|Turkey Vulture (Cathartes aura)|
This means the impassioned cries against "demonic rock 'n' roll" were really nothing new. If anything, from a historical perspective, they should have been expected.
At the time, I was a film and television studies major. I recognized the truth in his argument in what I'd read in both of those media. In film, this included concerns that the gangster movies of the 1930s were glorifying criminals (which would lead to an increase in criminal behavior) to the nudity and on-screen violence of the 1960s. (Which would lead to a further loosening of morals)

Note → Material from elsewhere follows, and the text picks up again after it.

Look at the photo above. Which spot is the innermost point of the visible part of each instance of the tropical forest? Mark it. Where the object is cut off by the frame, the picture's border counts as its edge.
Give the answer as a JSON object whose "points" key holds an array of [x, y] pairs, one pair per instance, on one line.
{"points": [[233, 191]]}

For one of my classes I did a historical study of reactions/concerns of the effects of television viewing on children from the time television began to replace radio as the main in-home entertainment media. I found that every article over a 40-year period said almost exactly the same thing. If you've read anything about the fears of the effects of television on children, you've read the crux of just about everything ever written on the subject.
This means that the children who first watched television were turning around as adults and parroting back the same concerns for their children that their parents had about them. And that television had not corrupted them when they were younger to the point that they failed to be concerned about their children.
I flash back to this idea on a regular basis. Take this past Sunday, for instance, when I looked into Twitter and found the #YASaves hashtags in many of the comments by people who I follow.
On Sunday, the Wall Street Journal published an article by Meghan Cox Gurdon describing her take on the current state of young adult books. In case you haven't read it, the title, "Darkness Too Visible" sums it all up pretty well. Finding the YA bookshelves of her local B&N filled with vampires, werewolves, suicide, dystopias and self-mutilation, a mother she interviewed left the store empty handed, but concerned for the welfare of her daughter's reading options. Gurdon then cites several specific authors and book to highlight the darkness in today's YA literature.
If the small scattering of YA writers I follow are any indication (and I think they are), the Twitterverse of YA fans immediately wrote a great many responses to the contrary, ranging from well-reasoned and insightful [1, 2, 3, 4] to the angrily dismissive [1, 2]. The thing is, these responses all just reminded me of the reactions to music and film and television.
This is not to say that the media is without any societal effects. Too much television watching can contribute to childhood obesity. Watching too much television violence can increase violent tendencies in those children with a predisposition for violence.
Television, however, is a very passive medium. Images and storylines wash over you through the flickering of thousands of colorful pixels whose intent is to keep you watching from commercial break to commercial break. Stories are neatly wrapped up in 22 or 44 minutes, resolving the characters neatly back to the point where each episode started. Issues are generally black and white, yes or no, right or wrong. In a world of fast-paced jump cuts and snippets of dialog, there isn't room for (nor, indeed, any interest in) ambiguities.
Reading, however, is a mentally engaging exercise. A good author brings the reader into a story in a way no television program or movie can. By activating the imagination, readers can experience new worlds, new situations and feelings and lifetimes much more viscerally.
As for the potential negative effects of reading such intense books (a concern Ms. Gurdon expresses), I'll quote myself from a comment I left at Kyle Cassidy's LJ entry on this topic:
"fads come and go. dystopian YA is big right now, as are vampires and other creatures of the night. i think of dystopian YA as the Film Noir of its day--it mirrors the sense of insecurity teens have about growing up and fitting into a world they don't understand and aren't happy with.
why is this such a difficult concept for adults to see/remember?"
Another set of years ago I was talking with our son's guitar teacher. We were discussing music in general when I told him that, despite how old it made me feel, I just didn't "get" today's music.
"You're not supposed to," he replied. "It's not being made for you. It's being made for a different generation."
So while I don't like rap music, I make an effort to appreciate it when a former student puts out a CD. Otherwise, I tend to avoid it. It's that easy: it's not for me, I leave it alone.
I also don't think Turkey Vultures are very pretty birds. However, since our first weekend visiting Conservators Center, they have been somewhere nearby the entrance, greeting us every single time we've arrived. They have their place in nature, they serve their purpose. I recognize their right to be there, regardless of what generational/cultural bias I may bring to my perceptions of them.
It is harder to not be reactionary. It takes time, patience, a willingness to look outside yourself and to value the impressions, needs and visions of others. And while we shouldn't blindly assume that all things are equally good in the world--because they're not, evil does exist--glimpses of those things presented with the intention of creating a greater understanding of the world, should be investigated and carefully assessed before being condemned.
And if you don't like the book, don't buy it and don't read it. A simple idea, eh?